New empirical evidence on the effect of educational tracking on social inequalities in reading achievement

Abstract

One of the major imperatives behind the comprehensivisation of secondary education was the belief that postponing the age at which students are tracked in different educational routes would mitigate the effect of social background on educational outcomes. Comparative investigations of large-scale international student achievement tests in secondary education, such as PISA, have indeed suggested that individual test results depend less on social origin in countries that have postponed tracking age. However, a crucial pitfall in such cross-sectional studies is that many other factors influence the effect of social origin on achievement as well.

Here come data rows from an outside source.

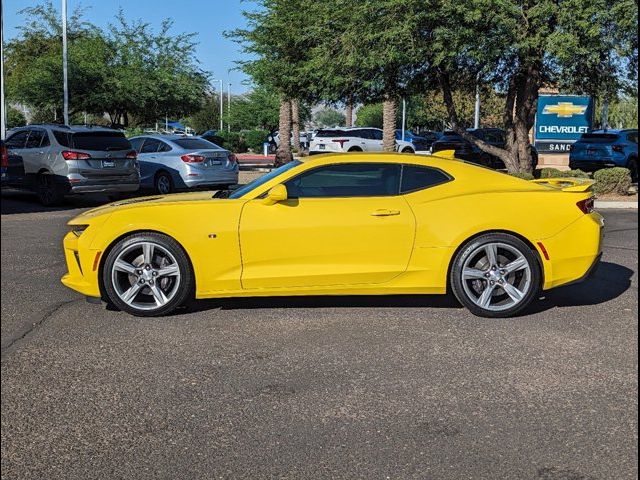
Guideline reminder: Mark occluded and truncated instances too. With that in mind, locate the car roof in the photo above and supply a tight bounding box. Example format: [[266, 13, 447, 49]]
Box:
[[130, 134, 191, 141], [588, 129, 637, 134]]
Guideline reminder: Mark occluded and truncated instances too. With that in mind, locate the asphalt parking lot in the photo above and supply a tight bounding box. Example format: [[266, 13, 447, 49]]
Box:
[[1, 190, 637, 480]]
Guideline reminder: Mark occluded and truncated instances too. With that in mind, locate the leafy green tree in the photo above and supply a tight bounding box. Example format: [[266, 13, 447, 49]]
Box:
[[6, 107, 27, 128], [428, 0, 638, 172], [314, 108, 346, 128], [188, 94, 222, 133], [354, 104, 383, 128], [4, 2, 209, 128]]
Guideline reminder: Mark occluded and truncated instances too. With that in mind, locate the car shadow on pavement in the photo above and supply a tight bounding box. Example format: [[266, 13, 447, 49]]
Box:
[[185, 261, 633, 316], [528, 261, 635, 314], [0, 190, 111, 214]]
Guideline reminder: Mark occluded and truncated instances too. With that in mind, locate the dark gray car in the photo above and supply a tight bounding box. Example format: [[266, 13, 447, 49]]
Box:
[[4, 125, 139, 205]]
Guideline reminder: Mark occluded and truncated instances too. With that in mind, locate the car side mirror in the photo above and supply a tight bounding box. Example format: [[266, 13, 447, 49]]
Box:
[[263, 184, 288, 205]]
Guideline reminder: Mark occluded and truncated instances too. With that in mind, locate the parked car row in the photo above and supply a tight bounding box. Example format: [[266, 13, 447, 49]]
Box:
[[0, 125, 239, 205]]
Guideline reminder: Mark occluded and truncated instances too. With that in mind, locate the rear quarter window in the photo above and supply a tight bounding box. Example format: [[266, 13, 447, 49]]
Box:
[[401, 165, 452, 193]]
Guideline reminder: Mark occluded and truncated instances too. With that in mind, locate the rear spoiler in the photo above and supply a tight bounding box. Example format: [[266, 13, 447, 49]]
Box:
[[531, 177, 595, 192]]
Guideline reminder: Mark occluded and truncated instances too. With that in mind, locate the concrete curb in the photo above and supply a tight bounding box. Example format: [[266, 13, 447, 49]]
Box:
[[595, 201, 638, 209]]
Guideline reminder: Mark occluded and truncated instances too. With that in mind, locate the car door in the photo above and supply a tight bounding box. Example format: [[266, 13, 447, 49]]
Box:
[[21, 129, 52, 176], [137, 138, 162, 185], [5, 130, 30, 172], [363, 129, 384, 152], [239, 162, 415, 289]]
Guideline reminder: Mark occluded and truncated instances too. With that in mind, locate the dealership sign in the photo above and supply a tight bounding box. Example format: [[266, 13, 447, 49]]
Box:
[[534, 95, 594, 154]]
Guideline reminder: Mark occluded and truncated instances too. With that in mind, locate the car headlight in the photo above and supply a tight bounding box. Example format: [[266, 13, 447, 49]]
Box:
[[70, 224, 89, 237]]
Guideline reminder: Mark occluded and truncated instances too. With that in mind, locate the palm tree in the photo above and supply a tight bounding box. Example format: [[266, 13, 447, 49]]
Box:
[[276, 98, 293, 166], [382, 97, 397, 152]]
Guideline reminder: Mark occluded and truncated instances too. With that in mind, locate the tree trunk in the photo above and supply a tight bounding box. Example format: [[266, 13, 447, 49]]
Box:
[[382, 96, 397, 152], [291, 99, 301, 153], [276, 98, 293, 166], [345, 97, 353, 127]]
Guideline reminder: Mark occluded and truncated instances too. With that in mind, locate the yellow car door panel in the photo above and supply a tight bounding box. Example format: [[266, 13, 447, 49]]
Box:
[[239, 196, 415, 289]]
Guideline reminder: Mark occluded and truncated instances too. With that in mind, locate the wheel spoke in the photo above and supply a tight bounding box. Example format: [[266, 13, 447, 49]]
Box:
[[502, 282, 525, 303], [503, 255, 528, 274], [121, 283, 142, 303], [156, 264, 179, 278], [149, 284, 168, 306], [476, 284, 495, 308], [484, 244, 498, 267], [463, 267, 486, 280], [114, 259, 136, 274], [142, 243, 154, 265]]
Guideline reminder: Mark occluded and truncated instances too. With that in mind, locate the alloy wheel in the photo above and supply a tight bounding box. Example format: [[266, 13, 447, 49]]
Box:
[[110, 241, 181, 311], [460, 242, 532, 312]]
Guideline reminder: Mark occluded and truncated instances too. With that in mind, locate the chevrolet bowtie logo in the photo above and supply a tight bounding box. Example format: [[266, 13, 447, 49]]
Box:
[[542, 102, 588, 118]]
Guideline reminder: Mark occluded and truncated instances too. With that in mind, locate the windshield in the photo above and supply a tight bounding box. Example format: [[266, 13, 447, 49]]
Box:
[[229, 160, 302, 199], [174, 138, 220, 150]]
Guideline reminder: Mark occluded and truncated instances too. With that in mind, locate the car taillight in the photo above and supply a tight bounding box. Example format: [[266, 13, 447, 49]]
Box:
[[126, 150, 137, 159], [181, 154, 205, 163], [1, 145, 8, 168], [62, 150, 91, 160], [577, 197, 595, 214], [228, 153, 238, 165], [612, 144, 626, 153], [332, 139, 348, 148]]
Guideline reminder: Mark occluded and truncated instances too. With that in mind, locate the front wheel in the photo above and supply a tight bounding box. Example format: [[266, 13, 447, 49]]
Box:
[[450, 233, 541, 318], [102, 233, 193, 316], [155, 172, 174, 195], [401, 147, 414, 154]]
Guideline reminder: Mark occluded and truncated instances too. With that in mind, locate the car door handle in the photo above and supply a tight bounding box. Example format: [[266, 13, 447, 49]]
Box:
[[371, 209, 400, 216]]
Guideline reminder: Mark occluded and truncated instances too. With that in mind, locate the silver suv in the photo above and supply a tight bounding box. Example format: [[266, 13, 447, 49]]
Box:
[[4, 125, 140, 205]]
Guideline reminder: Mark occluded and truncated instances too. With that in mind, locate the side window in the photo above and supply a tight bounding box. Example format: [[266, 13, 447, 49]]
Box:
[[25, 130, 45, 148], [40, 130, 51, 147], [157, 141, 172, 152], [401, 165, 451, 193], [483, 131, 501, 143], [284, 163, 401, 198], [141, 138, 161, 153], [370, 130, 383, 141], [52, 130, 72, 147], [6, 131, 29, 149], [129, 138, 145, 153], [627, 132, 638, 144]]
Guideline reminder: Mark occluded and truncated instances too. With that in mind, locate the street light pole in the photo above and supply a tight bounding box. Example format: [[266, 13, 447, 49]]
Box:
[[61, 0, 69, 125], [401, 98, 407, 142], [212, 79, 223, 131], [474, 75, 481, 130], [227, 83, 232, 132], [0, 0, 6, 139]]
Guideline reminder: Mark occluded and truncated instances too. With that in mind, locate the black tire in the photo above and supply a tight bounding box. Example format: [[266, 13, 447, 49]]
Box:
[[401, 147, 415, 154], [450, 233, 541, 318], [102, 232, 194, 317], [627, 158, 638, 183], [37, 172, 65, 206], [154, 171, 174, 194], [347, 147, 363, 152]]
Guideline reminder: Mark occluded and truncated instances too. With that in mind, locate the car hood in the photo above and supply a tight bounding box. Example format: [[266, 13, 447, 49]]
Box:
[[68, 192, 219, 224]]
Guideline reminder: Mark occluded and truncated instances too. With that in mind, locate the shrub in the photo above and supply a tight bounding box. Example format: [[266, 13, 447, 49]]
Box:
[[215, 131, 246, 153], [593, 167, 632, 195], [242, 130, 269, 153], [509, 172, 535, 180], [537, 167, 590, 179]]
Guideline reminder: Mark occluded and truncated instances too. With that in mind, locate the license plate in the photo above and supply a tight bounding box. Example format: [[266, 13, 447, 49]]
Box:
[[205, 159, 222, 167], [102, 160, 116, 168], [318, 144, 325, 150]]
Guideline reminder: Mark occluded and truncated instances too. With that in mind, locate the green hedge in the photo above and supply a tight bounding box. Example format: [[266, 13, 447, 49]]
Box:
[[537, 168, 590, 179], [593, 167, 633, 195], [509, 172, 535, 180], [243, 130, 269, 153]]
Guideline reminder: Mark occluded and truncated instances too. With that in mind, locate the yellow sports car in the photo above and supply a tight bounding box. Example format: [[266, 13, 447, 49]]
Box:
[[61, 152, 603, 318]]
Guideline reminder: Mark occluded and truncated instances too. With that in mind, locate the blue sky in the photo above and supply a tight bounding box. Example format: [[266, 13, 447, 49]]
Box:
[[2, 0, 257, 93]]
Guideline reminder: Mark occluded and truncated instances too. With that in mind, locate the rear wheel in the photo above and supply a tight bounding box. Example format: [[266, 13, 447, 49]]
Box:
[[155, 171, 174, 194], [401, 147, 414, 154], [347, 147, 362, 152], [37, 172, 65, 206], [102, 232, 193, 317], [450, 233, 541, 318]]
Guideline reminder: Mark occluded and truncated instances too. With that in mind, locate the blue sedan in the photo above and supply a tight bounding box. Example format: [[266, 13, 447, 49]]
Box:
[[129, 135, 239, 194], [570, 129, 638, 182]]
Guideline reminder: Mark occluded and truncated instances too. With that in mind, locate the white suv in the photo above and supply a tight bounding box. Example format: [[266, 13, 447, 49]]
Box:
[[309, 127, 414, 155]]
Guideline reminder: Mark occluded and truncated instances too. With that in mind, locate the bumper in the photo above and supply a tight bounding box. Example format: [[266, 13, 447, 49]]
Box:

In order to account for possible unobserved confounder bias, and to acknowledge the fact that part of the social origin effect already exists prior to the introduction of tracking, we apply a difference-in-differences analysis to data from PIRLS (primary education, 2006, N = 33, n = 171.486) and PISA (secondary education, 2012, N = 33, n = 235.378). Our results confirm that the introduction of tracking increases the effect of social origin on reading achievement between primary and secondary education. This lends further support to the argument that postponing the tracking age can foster social equity in educational achievement.